11 Haziran 2014 Çarşamba

Aşk Göçü




‘İşidin ey yârenler 
Kıymetli nesnedir aşk 
Değmelere bitinmez 
Hürmetli nesnedir aşk’

Yunus Emre



Yazının başlığına bakıp memlekette neler oluyor sen aşktan mı bahsedeceksin diye düşünenler olmuş olabilir. Benim de onlara; “Siz ‘çözümsüz’ memleket meseleleriyle uğraşınız, birilerinin umursamadığı ‘lüzumsuz’ konulara ben kafa yorayım” deme hakkım vardır pek tabii.

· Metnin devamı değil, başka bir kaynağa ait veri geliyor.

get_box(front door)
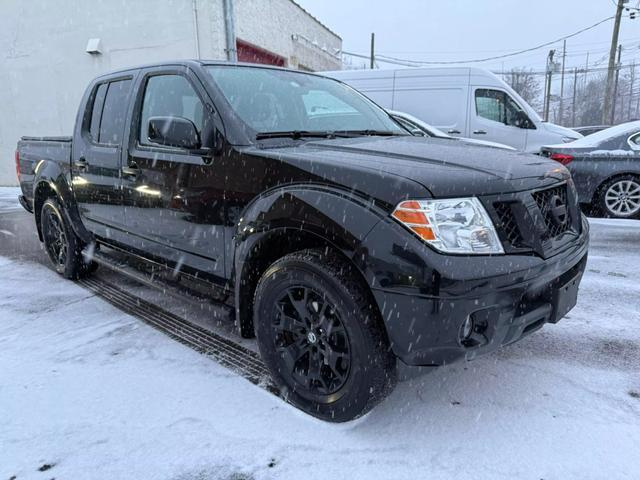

“Aşk bize küstü” diyor ya şair; ortalıkta küstürülecek aşk mı bıraktık? Biz aşka sırtımızı döndük, aşkı horladık, aşağıladık, hiç ettik. ‘Yoksun ki zaten, hele bu devirde hiç yerin yok’ dedik. Es kaza karşımıza çıktıysa da hızla tükettik, değersiz kıldık. Belki biri; “Kalbine güneşi asmaya geldim” dedi, duymadık, yüz çevirdik, elimizin tersiyle ittik.

Sadece aşk mı yitti? Bizim birbirimize sevgimiz, hürmetimiz bitti, anlayışımız azaldı, hoşgörümüz kayboldu, kaybettirildi. İnsana dair en güzel değerleri, erdemleri fütursuzca harcadık. Birbirimizden uzaklaştık, yalnızlaştık, güvensizleştik ve düşmanlaştık belki de birbirimize.  Öfke doldu yüreklerimiz, yüreklerimiz darlaştı; hiçbir güzel duyguyu sığdıramaz olduk yüreklerimize. Yazının başında dizeleriyle andığımız Yunus’un aşk-sevgi-derin hümanizma dolu topraklarında; aynı gökyüzünü paylaşan insanlar el oldu birbirine.

Yanı başındaki savaşı, kendi ülkesindeki ölümleri televizyonda olağan bir şekilde izleyip, ‘adalet’ diye bağıranların haykırışlarını duymayıp; tahammülü-sabrı ‘bayrak olayı’ ile biterek sokağa öfkeyle kendini atanların ülkesinde senin de yerin yoktur artık, AŞK. Tez terk et bu buraları, kıymetini bilecek gönüllere yerleş, diyarlara göç!